I half dog-paddled, half-stumbled to the narrow ribbon of slick moss at the shore and crawled out on my belly. I collapsed face down on to the mud, shivering, sucking in the cool musk of the shore with ragged breaths.

And cursing. I swore at everyone I could think of. I cursed wedge-headed, cheese-worshipping, damned-fool inbred hunters. And their mothers. And the women who ran places like Loons’ Rest. And their broom-beating, bat-stomping offspring.

I cursed Arthur Lamm, who might simply have been off camping. I cursed the lead-headed Herman Canty, stoic Northwoodsman, for not telling me anything definitive.

But mostly, I cursed myself. I’d almost died, not from gunshot, but from drowning in stupid panic.

A branch hung low above my head. I reached up and pulled myself up to stand. My legs wobbled and then calmed under my weight. Breathing came easier. After a moment I dared to let go of the branch, and bent to retie my shoe laces, loosened and slimed by ten thousand years of decayed plants and fish.

I started into the trees. The damp rotting carpet of last year’s leaves muffled my footfalls as I pushed my legs to move quicker. My hunter might still be in the woods, about to spray a last few thousand rounds into the trees before heading home.

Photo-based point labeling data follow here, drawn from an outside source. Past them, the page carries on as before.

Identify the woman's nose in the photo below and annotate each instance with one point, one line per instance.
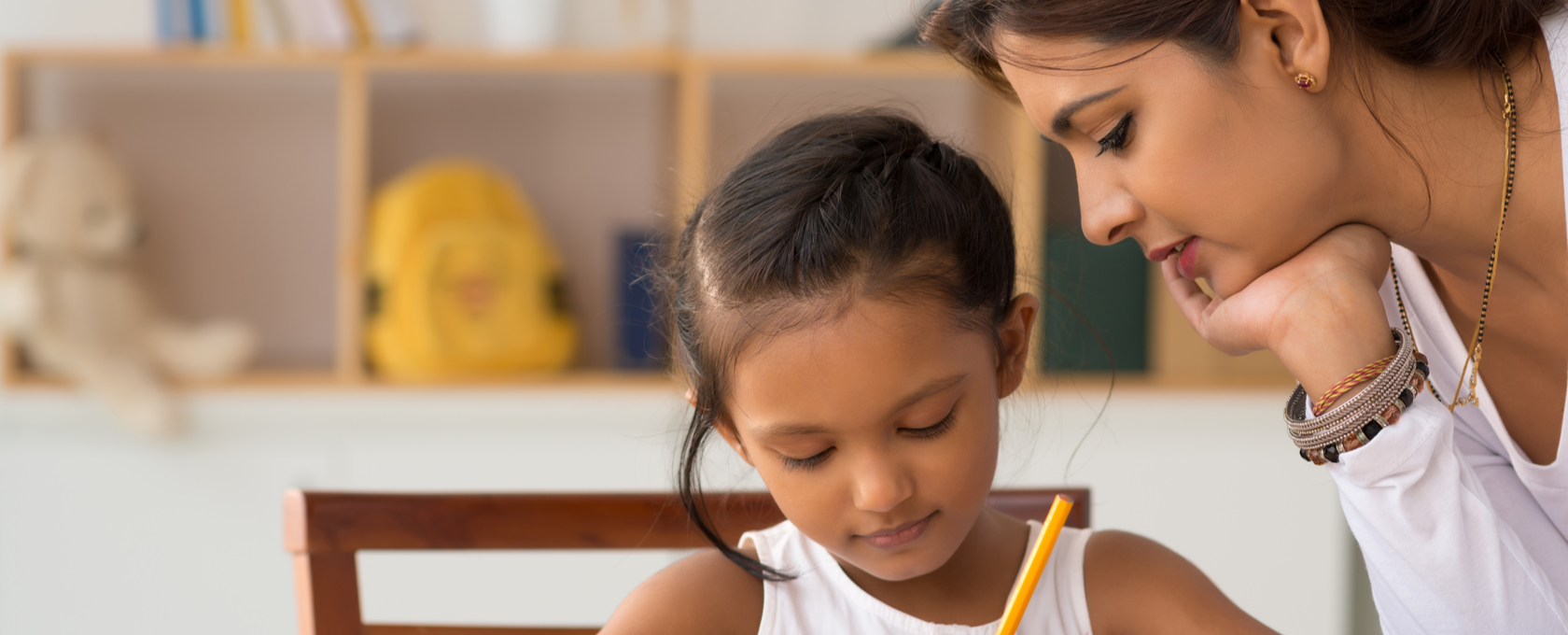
(1107, 212)
(882, 485)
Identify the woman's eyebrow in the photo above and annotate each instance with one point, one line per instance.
(1063, 120)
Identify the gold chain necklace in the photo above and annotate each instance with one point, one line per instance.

Even stumbling fast, whole swarms of stinging insects found me, chilled wet meat, pulsing with blood – a smorgasbord of lake muck and sweat served up in a thick residue of fear. I didn’t slow to learn if they were mosquitoes, flies or gnats. They all stung like they were on steroids. Everything liked to hunt up in those piney woods.

Sooner than I hoped, I caught a shimmer of bright yellow through a thinning in the trees. Leo’s Porsche, designed for the autobahn, hunkered low on the scraped clay of the fire lane, as out of place in those woods as I was. I dipped my hand into the pocket of my jeans, came out with the keys. Water dribbled from the little electronic remote. I ran up to the edge of the fire lane.

And stopped.

The sloped nose of the sleek German car was too close to the ground. The right front tire was flat. As was the rear tire. I backed deeper into the dark shelter of the woods and dropped behind a massive oak, to think, to understand.

Two tires, flat, immobilizing the Porsche.

Someone wanted me trapped, defenseless, in the woods.

THIRTY

My cell phone was in the glove box, and not worth the risk of a sprint to get it, even if it did work in that particular patch of woods. It wouldn’t do any good anyway; the Porsche would never make the crawl out of the woods on flat tires.

I needed to run – run through the trees, run up the fire lane to the road, to the town. But a small part of my brain knew to beg to be rational. A man of the woods, used to tracking running prey in dark places, would expect that. He’d be waiting.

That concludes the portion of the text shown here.